Whitepaper: Trilio Site Recovery (TSR) — DR for Kubernetes-native VMs

KubeFed Explained: Kubernetes Federation Guide

Table of Contents

Running one Kubernetes cluster is complex enough. Running five across AWS, GCP, and an on-prem data center without a unified control plane gets painful fast. Kubernetes Federation v2 (KubeFed) was built to solve this problem: managing federated Kubernetes clusters from a single point of control and distributing workloads across regions and providers without duplicating YAML files for every environment.

This guide breaks down the KubeFed architecture, its core resource types, and what happened after the project was archived in 2023. It also covers which successor tools have taken its place and a critical gap that no Kubernetes cluster federation layer addresses alone: protecting the actual data your federated workloads depend on.

What Is Kubernetes Federation?

Kubernetes federation is a coordination layer that lets you manage multiple clusters as a single logical unit. Rather than logging into each cluster individually to deploy workloads, you define what you want once, and the federation control plane handles distribution across all of them. Here’s how the pieces fit together.
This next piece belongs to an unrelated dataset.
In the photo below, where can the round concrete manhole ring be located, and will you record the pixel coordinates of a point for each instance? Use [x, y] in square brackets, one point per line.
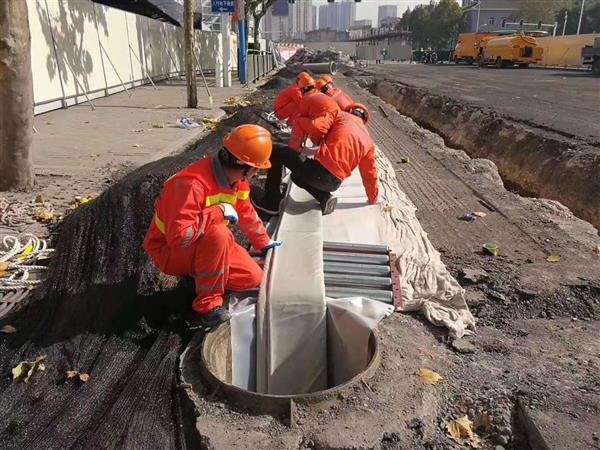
[206, 362]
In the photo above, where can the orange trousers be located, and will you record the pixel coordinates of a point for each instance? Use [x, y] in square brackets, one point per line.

The Core Problem KubeFed Was Built to Solve

Once an organization moves past a single Kubernetes cluster, operational complexity grows fast. You might need workloads running in us-east-1 and eu-west-1 for latency reasons. You might have a separate cluster on-prem for regulated data. Maybe you run production on AWS and keep a failover cluster on GCP. Each of those clusters has its own API server, its own set of YAML manifests, and its own deployment pipeline. Keeping them in sync manually is tedious, error-prone, and doesn’t scale.

KubeFed was the Kubernetes community’s answer to this problem, developed under SIG Multicluster. It gave teams a single control plane to push workloads across clusters, with per-cluster overrides baked right in. One important caveat is that the KubeFed repository was archived in April 2023 and is no longer actively maintained. We’ll cover the full implications of that later, but if you’re evaluating federation tooling right now, keep this in mind from the start.

The KubeFed Architecture: Host Cluster and Member Clusters

KubeFed follows a hub-and-spoke model. One cluster serves as the host, running the federation controller manager and an admission webhook. The remaining clusters are members, each with its own fully independent Kubernetes control plane. The host communicates with member clusters through their API servers using service account credentials.

Federation layers coordination on top of local cluster management. If the federation control plane goes offline, member clusters continue operating autonomously with whatever resources they already have.

A deliberate design goal of KubeFed was the ability to federate any Kubernetes resource type, including custom resource definitions (CRDs), not just built-in resources like Deployments or ConfigMaps. This flexibility made it a strong fit for teams running complex, custom workloads across multiple environments.

Core KubeFed Custom Resource Types

Three custom resource types control how KubeFed distributes workloads. Each one handles a distinct part of the federation lifecycle, and understanding the role of each is key to working with KubeFed effectively.

Custom Resource
Purpose
Example Use
FederatedTypeConfig
Enables or disables federation for a specific resource type
Enabling federation for Deployments or ConfigMaps
FederatedResource (e.g., FederatedDeployment)
Wraps a standard Kubernetes resource with placement and override specs
Deploying nginx to clusters in US and EU with different replica counts
ReplicaSchedulingPreference
Distributes replicas across clusters based on weights or capacity
Allocating 70% of replicas to the primary cluster and 30% to the secondary

Every FederatedResource contains three sections:

  • Template: The base resource spec that gets distributed
  • Placement: Which clusters receive the resource
  • Overrides: Per-cluster modifications like replica counts or environment variables

This structure keeps things clean. You define the baseline once and only specify what differs per cluster, which reduces duplication and drift.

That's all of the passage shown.